Giornate Europee del Patrimonio: settembre 2019

15, 21 e 22 settembre 2019: tre giornate dedicate a un bene culturale molto particolare, il patrimonio campanario, bene mobile e immobile, materiale e immateriale al tempo stesso. Un viaggio alla scoperta della tradizione campanaria, del suo legame con il territorio e dei suoi monumenti simbolo, così imponenti e così vulnerabili

 

Gioioso, romantico, arcano e, nel sentire collettivo, simbolo di liturgia e quasi sempre sinonimo di festa, il suono delle campane ritma il cammino dell’uomo e ne scandisce il tempo. Ma le campane, il loro suono e tutto ciò che serve a produrlo sono molto più di un conforto dell’anima, sono un bene culturale a tutti gli effetti che, come tale, va difeso e valorizzato.
Il 27 febbraio 2019 la Soprintendenza Archeologia, belle arti e paesaggio per la città metropolitana di Bologna e le province di Modena, Reggio Emilia e Ferrara e cinque Associazioni Campanarie del territorio, l’Unione Campanari Bolognesi, il Gruppo Campanari Padre Stanislao Mattei Bologna, i Campanari Ferraresi, l’Unione Campanari Modenesi “Alberto Corni” e l’Unione Campanari Reggiani, hanno siglato un’intesa operativa per la tutela e valorizzazione del patrimonio campanario storico.
Nelle giornate del 15, 21 e 22 settembre Soprintendenza e associazioni campanarie propongono alcune iniziative che consentiranno di capire meglio le caratteristiche di un’attività a volte percepita come folkloristica e che invece racchiude in sé una lunga tradizione e un forte legame con il territorio e i suoi monumenti simbolo. Ci sarà l’opportunità di visitare i campanili del territorio emiliano, in particolare quelli delle aree colpite dal sisma del 20 e 29 maggio 2012,  e la possibilità di visitare le scuole di suono presenti nel territorio; a Reggio Emilia un incontro illustrerà le attività dei campanari e il rapporto tra la tradizione campanaria e la conservazione dei luoghi.
Le aperture di campanili e scuole consentirà di toccare con mano l’arte antica e raffinata dei campanari e ascoltare il suono prodotto secondo le varie tecniche (suono alla bolognese e alla reggiana) visitando al tempo stesso luoghi straordinari minacciati dal tempo, da interventi di elettrificazione e dai danni causati dal sisma.
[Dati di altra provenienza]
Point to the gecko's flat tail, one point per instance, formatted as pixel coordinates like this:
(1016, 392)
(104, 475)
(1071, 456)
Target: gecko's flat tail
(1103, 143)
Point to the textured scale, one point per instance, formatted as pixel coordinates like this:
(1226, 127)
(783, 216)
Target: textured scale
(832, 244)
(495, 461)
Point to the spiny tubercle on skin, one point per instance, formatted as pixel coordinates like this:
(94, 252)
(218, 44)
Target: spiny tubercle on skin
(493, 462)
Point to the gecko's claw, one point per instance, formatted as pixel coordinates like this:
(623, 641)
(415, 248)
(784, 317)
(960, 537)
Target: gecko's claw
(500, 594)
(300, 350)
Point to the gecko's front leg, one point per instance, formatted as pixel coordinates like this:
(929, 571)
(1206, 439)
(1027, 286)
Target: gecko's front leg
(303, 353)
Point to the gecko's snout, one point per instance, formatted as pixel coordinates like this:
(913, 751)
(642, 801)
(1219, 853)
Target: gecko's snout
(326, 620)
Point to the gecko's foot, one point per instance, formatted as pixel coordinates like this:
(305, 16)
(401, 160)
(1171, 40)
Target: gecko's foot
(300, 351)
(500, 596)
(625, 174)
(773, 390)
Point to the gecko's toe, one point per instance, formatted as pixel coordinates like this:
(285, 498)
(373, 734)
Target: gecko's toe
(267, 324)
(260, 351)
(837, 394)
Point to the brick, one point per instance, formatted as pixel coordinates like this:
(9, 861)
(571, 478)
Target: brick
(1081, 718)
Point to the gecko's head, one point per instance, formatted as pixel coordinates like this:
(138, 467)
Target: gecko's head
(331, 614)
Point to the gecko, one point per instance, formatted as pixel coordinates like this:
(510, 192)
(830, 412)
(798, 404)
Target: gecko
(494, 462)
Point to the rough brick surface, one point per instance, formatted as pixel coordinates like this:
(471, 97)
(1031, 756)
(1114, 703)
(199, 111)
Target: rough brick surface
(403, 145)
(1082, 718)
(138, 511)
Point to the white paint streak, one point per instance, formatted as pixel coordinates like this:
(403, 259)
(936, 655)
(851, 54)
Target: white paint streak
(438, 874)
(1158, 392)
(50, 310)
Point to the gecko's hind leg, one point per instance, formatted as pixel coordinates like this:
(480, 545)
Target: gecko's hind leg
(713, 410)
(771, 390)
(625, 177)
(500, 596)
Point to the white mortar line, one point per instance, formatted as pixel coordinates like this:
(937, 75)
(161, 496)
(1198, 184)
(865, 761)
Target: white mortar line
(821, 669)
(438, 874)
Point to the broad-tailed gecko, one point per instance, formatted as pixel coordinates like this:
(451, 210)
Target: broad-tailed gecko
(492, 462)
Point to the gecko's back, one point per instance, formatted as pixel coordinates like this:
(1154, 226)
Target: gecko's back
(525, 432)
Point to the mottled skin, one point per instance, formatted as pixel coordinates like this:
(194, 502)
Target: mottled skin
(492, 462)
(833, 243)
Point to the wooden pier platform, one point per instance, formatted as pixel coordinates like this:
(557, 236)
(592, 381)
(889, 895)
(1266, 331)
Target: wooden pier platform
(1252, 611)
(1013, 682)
Sabato 21 settembre 2019, dalle ore 15 alle 17.30
Reggio Emilia, complesso del Tempio Cittadino della Beata Vergine della Ghiara
Corso Giuseppe Garibaldi n. 44

La tradizione campanaria, un patrimonio di tutti
Visite guidate al campanile della BV della Ghiara e incontro con esperti del mondo della campaneria

In occasione delle Giornate Europee del Patrimonio 2019, l’Unione Campanari Reggiani propone un pomeriggio di visite guidate alla torre campanaria della Basilica della B.V. della Ghiara e un incontro aperto a tutti sull’arte campanaria della Regione, con particolare attenzione al recupero dei campanili e all’arte di una tradizione antica.
Le viste guidate al campanile della Basilica portano il pubblico nel cuore della tradizione campanaria reggiana, con una dimostrazione diretta della ricchezza musicale ed espressiva delle tradizioni campanarie delle terre reggiane. L’accesso alla torre è un tuffo nel passato: si potrà accedere per gruppi previa prenotazione obbligatoria nella sezione “Eventi” del sito.
Alle ore 18  si terrà nei locali attigui la Basilica un incontro di approfondimento sulle diverse tematiche correlate alla tradizione campanaria. Esperti del settore illustreranno la propria esperienza nell’ambito delle tradizioni campanarie, presentando l’attività dei campanari di area reggiana e delle altre associazioni campanarie che operano nella Regione. Sono previsti diversi interventi sui temi correlati alle tradizioni campanarie emiliano-romagnole, tra cui quello dell’Università di Modena e Reggio Emilia, per illustrare gli studi strutturali recentemente effettuati sulla torre della Basilica di San Prospero, e quello della Soprintendenza Archeologia, belle arti e paesaggio per la città metropolitana di Bologna e le province di Modena, Reggio Emilia e Ferrara che presenterà l’intesa operativa siglata il 27 febbraio 2019 tra la Soprintendenza e cinque Associazioni Campanarie del territorio per tutelare e valorizzare il patrimonio campanario storico.